Ratings3
Average rating3.7
T.S. Spivet is a genius mapmaker who lives on a ranch in Montana. His father is a silent cowboy and his mother is a scientist who for the last twenty years has been looking for a mythical species of beetle. His brother has gone, his sister seems normal but might not be, and his dog - Verywell - is going mad. T.S. makes sense of it all by drawing beautiful, meticulous maps kept in innumerable colour-coded notebooks.He is brilliant, and the Smithsonian Institution agrees, though when they award him a major scientific prize they don't suspect for a moment that he is twelve years old. So begins T.S.'s life-changing adventure, travelling two thousand miles across America to reach the awards dinner, the secret-society membership and the TV interviews that beckon. But is this what he wants? Do maps and lists explain the world? And why are adults so strange?
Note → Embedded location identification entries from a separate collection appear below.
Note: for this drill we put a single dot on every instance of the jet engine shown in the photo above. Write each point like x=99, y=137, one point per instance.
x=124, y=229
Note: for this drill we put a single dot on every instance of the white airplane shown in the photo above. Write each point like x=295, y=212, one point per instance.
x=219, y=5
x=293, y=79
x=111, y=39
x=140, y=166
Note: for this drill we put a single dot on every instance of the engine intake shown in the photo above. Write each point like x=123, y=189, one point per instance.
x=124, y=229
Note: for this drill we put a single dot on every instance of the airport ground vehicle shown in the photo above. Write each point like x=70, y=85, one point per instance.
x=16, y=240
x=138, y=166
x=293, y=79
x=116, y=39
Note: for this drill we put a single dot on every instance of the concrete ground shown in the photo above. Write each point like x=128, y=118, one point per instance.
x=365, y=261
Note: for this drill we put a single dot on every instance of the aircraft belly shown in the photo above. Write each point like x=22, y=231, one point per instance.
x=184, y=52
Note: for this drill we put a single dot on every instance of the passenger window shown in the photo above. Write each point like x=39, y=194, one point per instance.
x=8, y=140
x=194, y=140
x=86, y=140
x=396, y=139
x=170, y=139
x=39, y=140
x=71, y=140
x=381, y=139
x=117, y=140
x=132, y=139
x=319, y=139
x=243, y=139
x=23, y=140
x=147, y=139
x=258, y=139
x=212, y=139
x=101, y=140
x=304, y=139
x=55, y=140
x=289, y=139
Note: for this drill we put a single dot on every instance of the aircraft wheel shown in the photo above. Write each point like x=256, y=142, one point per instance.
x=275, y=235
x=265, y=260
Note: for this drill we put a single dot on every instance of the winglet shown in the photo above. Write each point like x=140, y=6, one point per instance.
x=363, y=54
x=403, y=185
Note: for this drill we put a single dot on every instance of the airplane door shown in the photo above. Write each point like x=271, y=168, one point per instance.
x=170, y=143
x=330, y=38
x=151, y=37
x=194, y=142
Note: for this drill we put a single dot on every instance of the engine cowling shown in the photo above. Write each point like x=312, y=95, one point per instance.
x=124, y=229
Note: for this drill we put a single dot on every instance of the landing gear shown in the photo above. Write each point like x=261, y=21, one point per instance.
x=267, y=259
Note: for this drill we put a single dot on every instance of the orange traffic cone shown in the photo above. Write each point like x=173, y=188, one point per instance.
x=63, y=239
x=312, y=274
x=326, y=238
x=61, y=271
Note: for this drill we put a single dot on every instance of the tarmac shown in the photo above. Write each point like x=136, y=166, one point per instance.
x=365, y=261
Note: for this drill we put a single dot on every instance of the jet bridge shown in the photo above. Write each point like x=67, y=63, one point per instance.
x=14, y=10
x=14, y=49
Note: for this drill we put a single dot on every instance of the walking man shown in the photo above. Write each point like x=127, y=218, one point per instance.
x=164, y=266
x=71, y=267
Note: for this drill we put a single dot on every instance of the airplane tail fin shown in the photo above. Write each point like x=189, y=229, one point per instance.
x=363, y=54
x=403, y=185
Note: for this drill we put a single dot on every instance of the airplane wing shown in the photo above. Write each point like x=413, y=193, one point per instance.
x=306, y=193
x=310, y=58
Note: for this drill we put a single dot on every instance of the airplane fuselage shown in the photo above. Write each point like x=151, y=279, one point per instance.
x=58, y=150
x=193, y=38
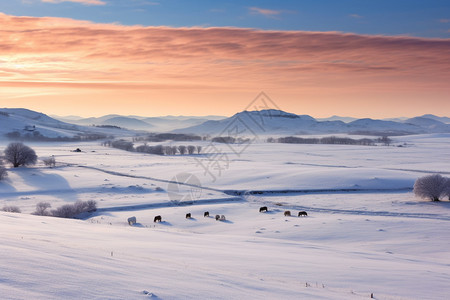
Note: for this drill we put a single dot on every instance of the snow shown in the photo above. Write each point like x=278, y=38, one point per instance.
x=365, y=231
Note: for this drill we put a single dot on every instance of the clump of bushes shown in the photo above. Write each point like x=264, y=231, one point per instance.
x=156, y=149
x=11, y=208
x=3, y=171
x=72, y=210
x=67, y=210
x=433, y=187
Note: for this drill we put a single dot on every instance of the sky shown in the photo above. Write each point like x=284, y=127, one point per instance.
x=357, y=58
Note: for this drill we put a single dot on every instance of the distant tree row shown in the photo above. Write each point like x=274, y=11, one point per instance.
x=330, y=140
x=433, y=187
x=37, y=136
x=229, y=140
x=157, y=149
x=65, y=211
x=162, y=137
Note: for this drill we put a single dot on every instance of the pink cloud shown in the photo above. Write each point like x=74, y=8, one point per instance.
x=264, y=12
x=69, y=54
x=85, y=2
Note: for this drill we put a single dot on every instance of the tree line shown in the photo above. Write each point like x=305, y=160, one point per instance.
x=331, y=140
x=156, y=149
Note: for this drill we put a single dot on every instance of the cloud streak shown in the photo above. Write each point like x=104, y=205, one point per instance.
x=78, y=55
x=85, y=2
x=265, y=12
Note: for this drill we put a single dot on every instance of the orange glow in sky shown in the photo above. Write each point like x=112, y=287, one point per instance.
x=69, y=67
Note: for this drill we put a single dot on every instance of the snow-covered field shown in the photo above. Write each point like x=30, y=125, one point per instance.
x=365, y=231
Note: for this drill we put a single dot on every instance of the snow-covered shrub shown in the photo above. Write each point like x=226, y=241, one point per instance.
x=41, y=209
x=3, y=171
x=19, y=154
x=49, y=162
x=191, y=149
x=72, y=210
x=447, y=188
x=182, y=149
x=432, y=187
x=11, y=209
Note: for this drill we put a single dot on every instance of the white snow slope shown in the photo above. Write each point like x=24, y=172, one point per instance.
x=365, y=231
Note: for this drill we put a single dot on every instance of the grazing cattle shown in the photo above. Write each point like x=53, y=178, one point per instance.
x=131, y=221
x=302, y=214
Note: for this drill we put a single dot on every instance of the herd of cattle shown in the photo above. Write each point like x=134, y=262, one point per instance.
x=287, y=213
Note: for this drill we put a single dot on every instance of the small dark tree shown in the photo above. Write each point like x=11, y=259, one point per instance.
x=191, y=149
x=447, y=188
x=41, y=209
x=3, y=172
x=432, y=187
x=182, y=149
x=19, y=154
x=50, y=162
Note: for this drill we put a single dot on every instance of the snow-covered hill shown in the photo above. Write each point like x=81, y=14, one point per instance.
x=279, y=122
x=154, y=124
x=23, y=122
x=365, y=233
Reviews with the most likes.
Sorry to go against the grain but I did not like this book all that much. I found the format to be more annoying than astounding and felt like sometimes the marginalia was there to bolster the story because the author could not find a way to make it work in the actual narrative.
Granted, obviously multitudes of people have loved this book and I think Mr. Larsen does have talent as can be evidenced in his conversations with “Valero” and other portions in the latter part of the book. But overall I can say I read it but I can't say I'm happy about it.
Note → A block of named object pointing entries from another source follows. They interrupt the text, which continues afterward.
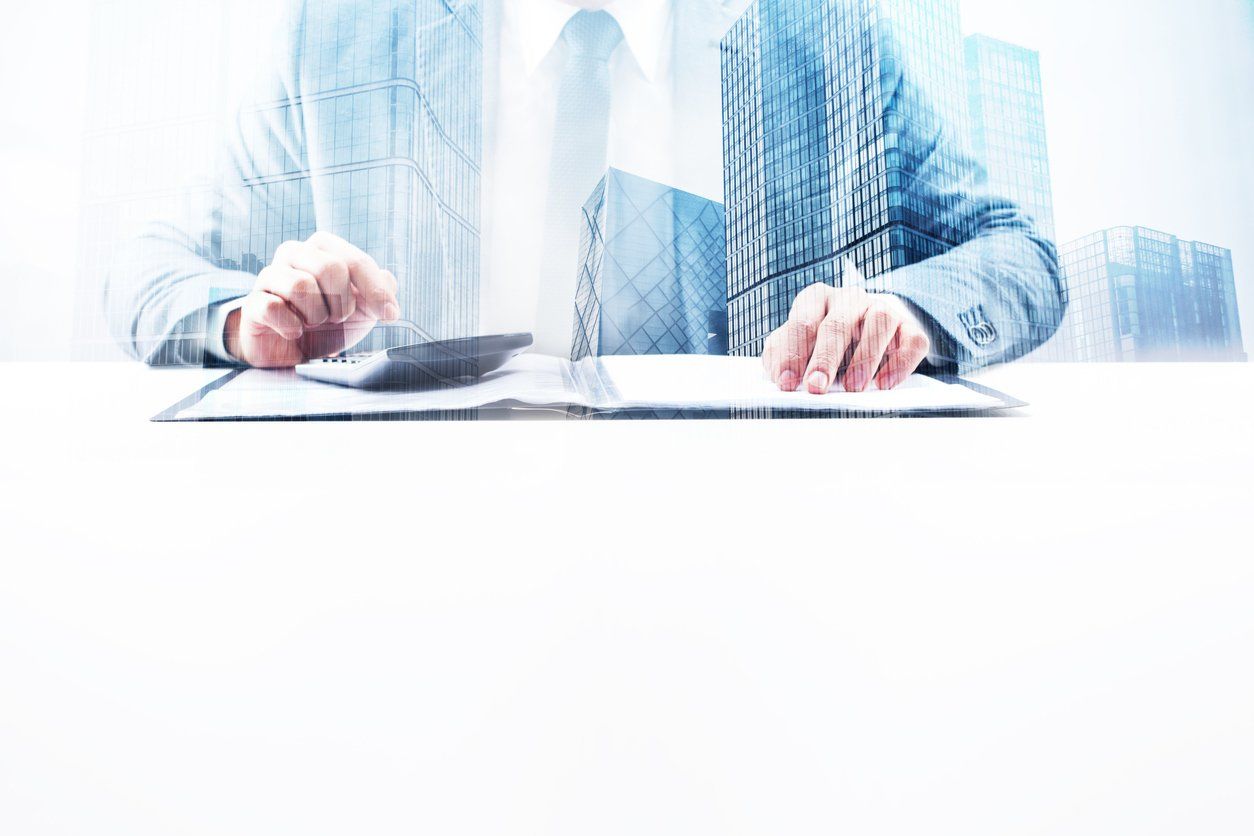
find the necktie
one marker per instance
(581, 134)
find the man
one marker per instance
(569, 87)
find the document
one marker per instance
(700, 384)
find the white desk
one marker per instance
(1032, 624)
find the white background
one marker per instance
(1150, 107)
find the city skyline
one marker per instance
(1031, 26)
(1144, 295)
(652, 276)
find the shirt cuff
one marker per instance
(216, 323)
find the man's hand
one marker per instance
(848, 335)
(315, 300)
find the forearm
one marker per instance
(158, 296)
(991, 300)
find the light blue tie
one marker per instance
(581, 134)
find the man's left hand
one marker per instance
(848, 335)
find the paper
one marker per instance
(671, 382)
(529, 379)
(727, 382)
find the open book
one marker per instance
(696, 384)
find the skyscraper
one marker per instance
(816, 167)
(1006, 108)
(1141, 295)
(404, 183)
(401, 122)
(1007, 124)
(652, 273)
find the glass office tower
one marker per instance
(389, 94)
(403, 181)
(815, 164)
(1007, 125)
(1006, 108)
(1141, 295)
(652, 277)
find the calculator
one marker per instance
(426, 365)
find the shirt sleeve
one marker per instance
(215, 331)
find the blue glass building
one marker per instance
(1007, 124)
(652, 276)
(366, 122)
(403, 179)
(818, 159)
(1141, 295)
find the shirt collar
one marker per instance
(645, 24)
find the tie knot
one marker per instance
(592, 35)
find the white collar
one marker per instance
(539, 24)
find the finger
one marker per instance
(879, 325)
(832, 345)
(376, 291)
(265, 311)
(904, 356)
(789, 355)
(331, 273)
(794, 340)
(297, 288)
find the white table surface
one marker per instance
(1030, 624)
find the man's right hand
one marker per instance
(316, 298)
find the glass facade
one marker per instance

I started out loving this book. It's a cool mix of a great story (young prodigy is selected to win an award by the Smithsonian) with side panels containing fascinating extensions of the plot illustrated to match the skills of the prodigy. Very clever. Unique for a fiction book, perhaps.
But the book became work. It was hard to focus on the story with all those clever side panels leading you off in a hundred different directions.
Very mixed feelings about this book. Brilliant but difficult.